Il y eut une nouvelle pose après ce nouveau madrigal, qui la fit sourire.

Considère, mon ami, qu’excepté les mots de monsieur, bonjour, à revoir, asseyez-vous, Haoûa ne connaît pas quatre syllabes de pur français, et que j’en suis réduit à parler arabe, ne voulant pas employer le sabir, affreux dialecte indigne de cette voix unique, craignant avant tout de la rendre ridicule, et volontiers me résignant à l’être. L’entretien dès lors fut si simple, que j’aurais de la peine à te le rapporter. Je renouvelai le tombak du narghilé, je fis des cigarettes qu’elle fuma ; Assra nous servit le café ; je parcourus la chambre et fexaminai ; j’allais de la porte au volet fermé donnant sur la rue ; j’admirais ses étagères, et de ses étagères je revenais à elle.

Elle avait au cou, entortillé trois ou quatre fois comme un immense collier, un de ces longs chapelets de fleurs d’oranger que fabriquent les Juifs.
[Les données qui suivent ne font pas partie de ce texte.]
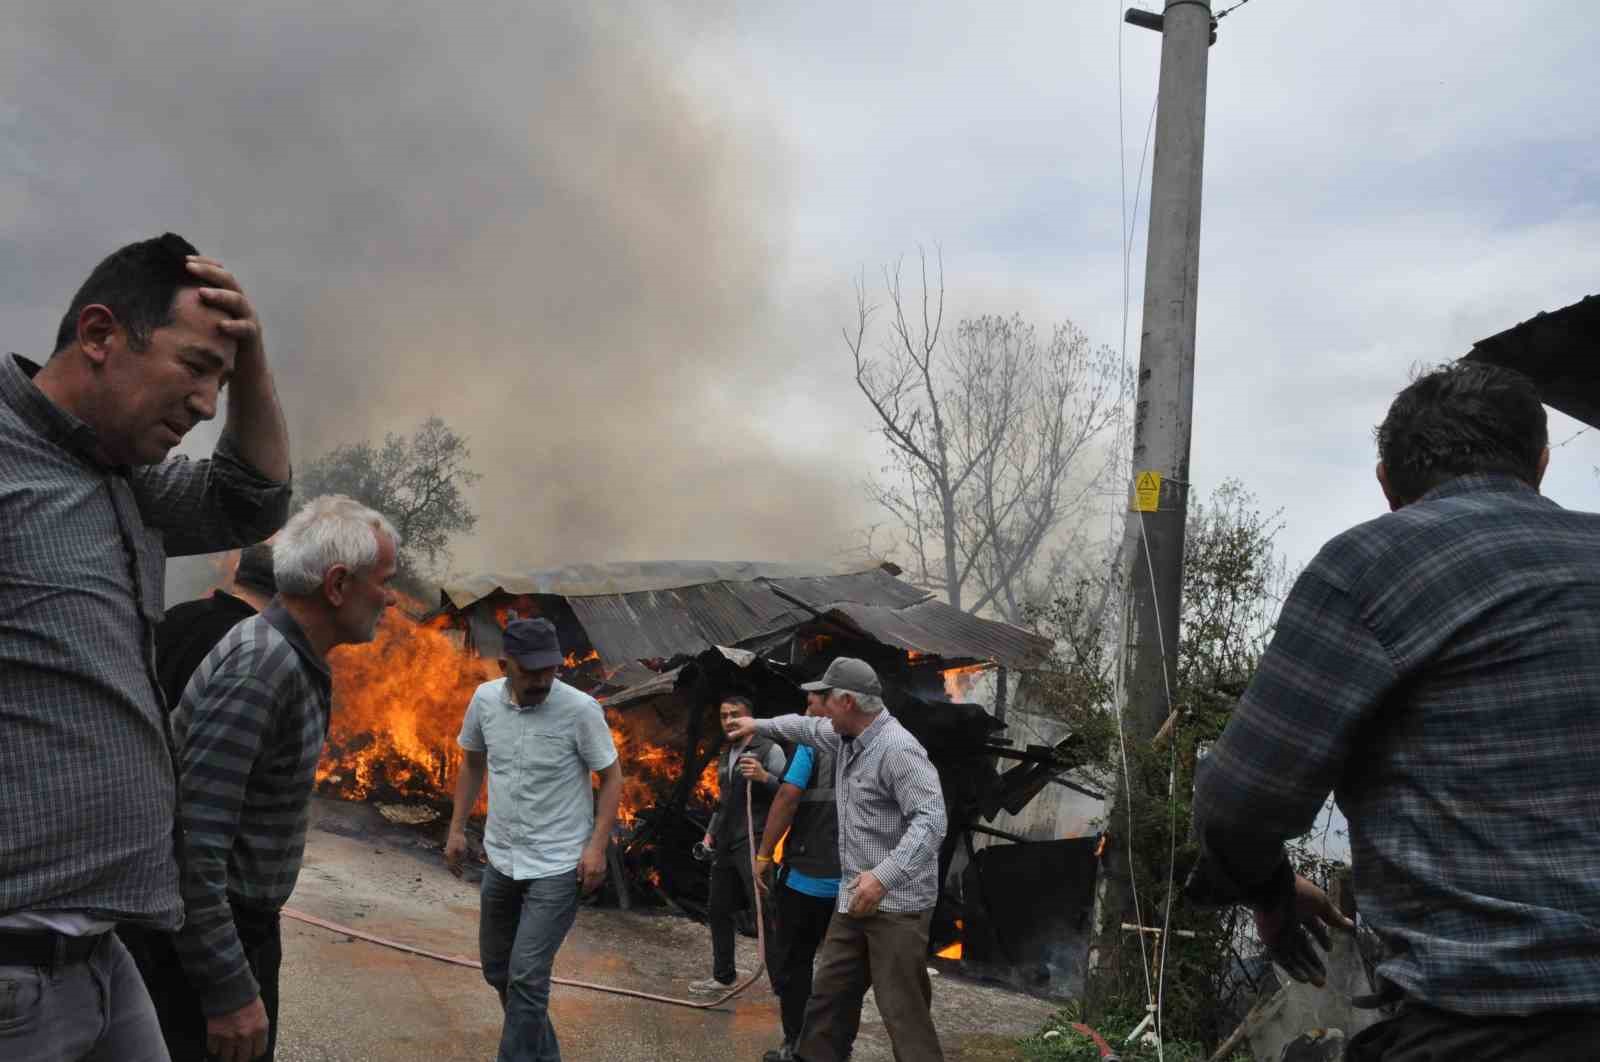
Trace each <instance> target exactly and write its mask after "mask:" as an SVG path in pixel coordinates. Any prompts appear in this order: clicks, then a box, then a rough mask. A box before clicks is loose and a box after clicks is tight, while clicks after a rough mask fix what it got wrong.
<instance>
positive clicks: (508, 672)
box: [445, 619, 622, 1062]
Il était tout frais cueilli du matin, et l’odeur en était telle que, pour la supporter sans ivresse, il faut être femme, et femme arabe.
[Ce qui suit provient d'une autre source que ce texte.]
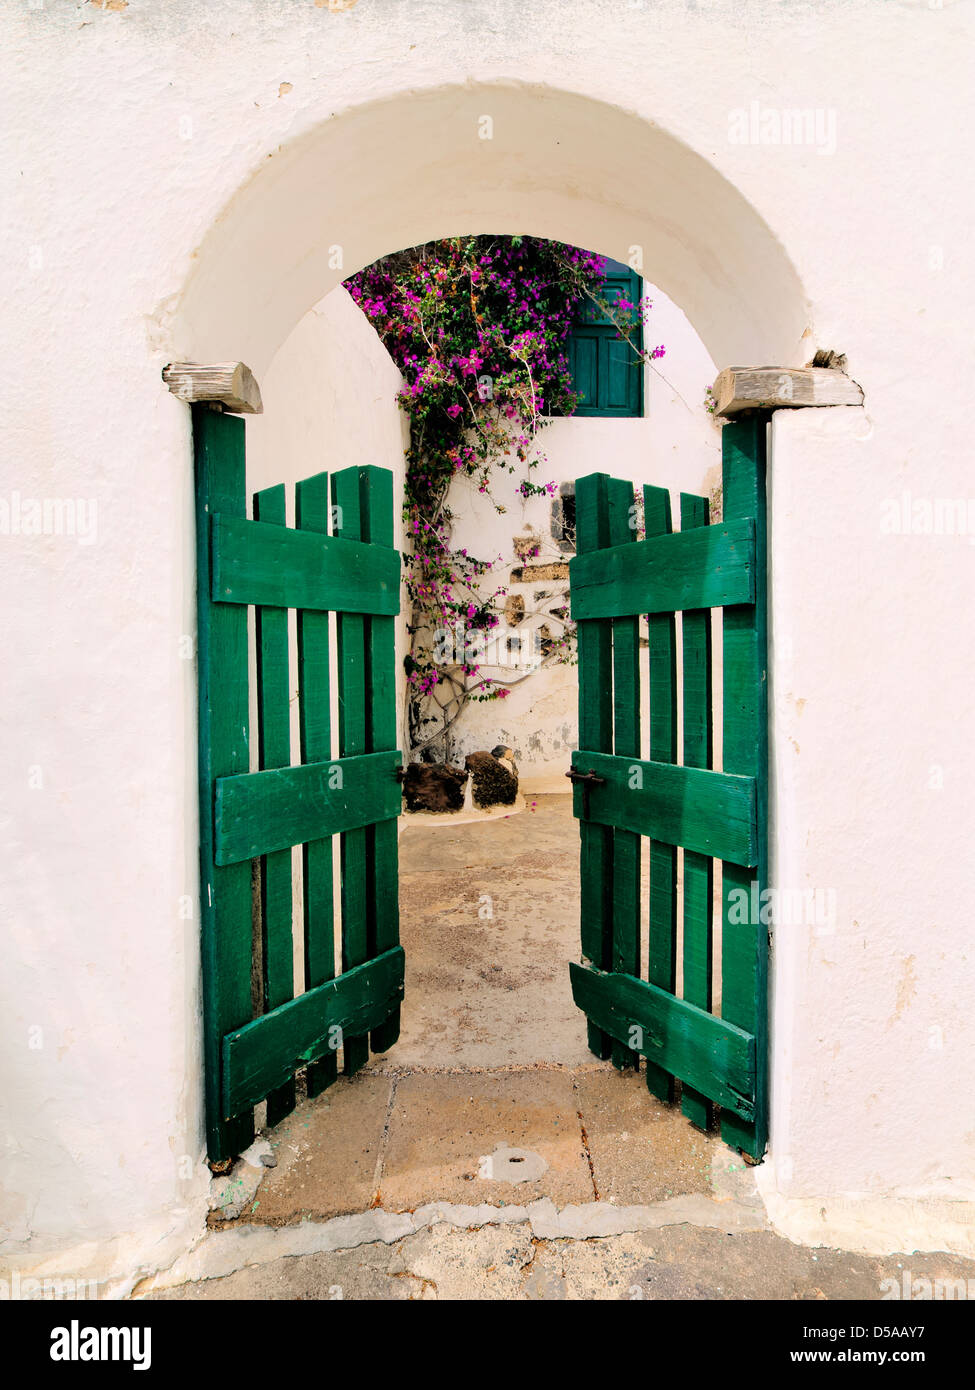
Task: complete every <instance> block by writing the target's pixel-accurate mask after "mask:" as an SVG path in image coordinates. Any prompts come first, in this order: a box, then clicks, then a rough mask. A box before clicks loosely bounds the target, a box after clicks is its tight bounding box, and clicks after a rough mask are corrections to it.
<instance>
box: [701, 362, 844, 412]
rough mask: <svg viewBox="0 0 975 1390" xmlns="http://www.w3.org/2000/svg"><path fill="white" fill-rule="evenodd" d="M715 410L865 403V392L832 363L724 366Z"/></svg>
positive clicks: (826, 405)
mask: <svg viewBox="0 0 975 1390" xmlns="http://www.w3.org/2000/svg"><path fill="white" fill-rule="evenodd" d="M714 396H715V414H716V416H725V417H729V416H737V414H740V413H741V411H743V410H794V409H797V407H798V406H862V403H864V392H862V389H861V388H860V386H858V385H857V382H855V381H853V379H851V378H850V377H847V374H846V373H844V371H836V370H835V368H832V367H725V370H723V371H720V373H719V374H718V377H716V378H715V385H714Z"/></svg>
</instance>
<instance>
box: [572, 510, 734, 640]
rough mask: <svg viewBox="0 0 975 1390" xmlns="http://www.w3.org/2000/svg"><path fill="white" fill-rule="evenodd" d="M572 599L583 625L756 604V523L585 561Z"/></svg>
mask: <svg viewBox="0 0 975 1390" xmlns="http://www.w3.org/2000/svg"><path fill="white" fill-rule="evenodd" d="M569 592H570V595H572V616H573V619H576V620H580V619H599V617H622V616H626V614H630V613H633V614H638V613H670V612H679V610H680V609H687V607H691V609H700V607H720V606H723V605H727V603H752V602H754V599H755V523H754V520H752V518H751V517H741V518H736V520H732V521H726V523H722V524H719V525H711V527H705V528H702V530H694V531H679V532H677V534H676V535H656V537H648V538H647V539H645V541H640V542H638V543H637V545H618V546H613V548H612V549H604V550H597V552H595V553H593V555H577V556H576V557H574V559H573V560H572V562H570V564H569Z"/></svg>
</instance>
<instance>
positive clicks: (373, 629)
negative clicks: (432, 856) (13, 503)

— Prends-le, me dit Haoûa en détachant lentement cette longue guirlande embaumée et en me la jetant comme elle aurait fait d’une chaîne.
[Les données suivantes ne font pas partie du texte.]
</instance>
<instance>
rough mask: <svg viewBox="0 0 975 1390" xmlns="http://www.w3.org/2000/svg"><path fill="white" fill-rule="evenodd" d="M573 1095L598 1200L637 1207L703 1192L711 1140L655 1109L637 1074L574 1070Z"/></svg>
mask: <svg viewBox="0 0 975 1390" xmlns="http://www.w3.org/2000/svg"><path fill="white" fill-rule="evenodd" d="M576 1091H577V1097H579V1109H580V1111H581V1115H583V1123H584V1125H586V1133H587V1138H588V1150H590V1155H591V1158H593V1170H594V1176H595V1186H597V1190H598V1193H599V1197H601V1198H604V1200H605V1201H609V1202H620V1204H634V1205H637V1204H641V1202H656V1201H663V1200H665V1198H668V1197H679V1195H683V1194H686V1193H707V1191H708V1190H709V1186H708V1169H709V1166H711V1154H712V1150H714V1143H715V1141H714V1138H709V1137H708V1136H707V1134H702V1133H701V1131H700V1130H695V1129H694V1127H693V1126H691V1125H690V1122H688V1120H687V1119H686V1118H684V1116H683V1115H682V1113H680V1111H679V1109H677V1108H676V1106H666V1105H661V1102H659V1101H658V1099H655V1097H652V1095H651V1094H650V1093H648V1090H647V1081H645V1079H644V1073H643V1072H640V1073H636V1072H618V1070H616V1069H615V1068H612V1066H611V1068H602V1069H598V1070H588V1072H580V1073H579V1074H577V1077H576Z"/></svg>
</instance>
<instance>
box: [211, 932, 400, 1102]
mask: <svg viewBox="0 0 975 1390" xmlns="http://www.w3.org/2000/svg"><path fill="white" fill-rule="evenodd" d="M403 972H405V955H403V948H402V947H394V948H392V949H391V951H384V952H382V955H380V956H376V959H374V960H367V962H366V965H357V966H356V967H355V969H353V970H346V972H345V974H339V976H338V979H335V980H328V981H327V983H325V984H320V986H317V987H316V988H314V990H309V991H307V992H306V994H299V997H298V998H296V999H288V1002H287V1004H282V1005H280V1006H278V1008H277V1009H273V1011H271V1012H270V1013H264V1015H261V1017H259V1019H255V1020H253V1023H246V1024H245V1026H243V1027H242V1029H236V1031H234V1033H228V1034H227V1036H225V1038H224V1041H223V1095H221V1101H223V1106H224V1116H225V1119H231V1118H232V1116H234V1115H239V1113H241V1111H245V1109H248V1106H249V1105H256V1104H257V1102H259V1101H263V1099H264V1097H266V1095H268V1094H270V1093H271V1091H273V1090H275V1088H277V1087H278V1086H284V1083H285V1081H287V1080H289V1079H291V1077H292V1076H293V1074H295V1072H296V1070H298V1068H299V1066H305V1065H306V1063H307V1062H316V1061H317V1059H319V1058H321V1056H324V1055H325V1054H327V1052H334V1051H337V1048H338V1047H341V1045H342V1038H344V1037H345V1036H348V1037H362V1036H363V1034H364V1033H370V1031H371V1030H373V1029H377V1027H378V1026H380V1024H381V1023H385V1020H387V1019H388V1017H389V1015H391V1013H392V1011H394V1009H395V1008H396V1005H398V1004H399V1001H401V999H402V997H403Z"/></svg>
Le temps se passa de la sorte, je veux dire une heure ou deux. À ce moment, je crus qu’elle avait envie de dormir. — Non pas, dit-elle. — Et cependant elle se pencha en arrière, la tête à demi renversée sur les coussins. Le silence était profond, l’air alourdi de fumées odorantes et accablant. On n’entendait plus que le murmure assoupissant du narghilé qui s’épuisait. Ses yeux se fermèrent ; je vis une ombre légère descendre alors sur ses joues, dont la peau frémit ; c’était l’ombre nocturne de ses longs cils, qui se posaient sur elles comme deux papillons noirs. Haoûa ne bougea plus, et moins d’une minute après qu’elle avait dit : non, ce paisible esprit appartenait déjà au sommeil.

Comme je traversais la cour pour quitter la maison, un des enfans juifs, le plus petit, cracha de côté en détournant la tête, ce qui, tu le sauras, est un signe de souverain mépris.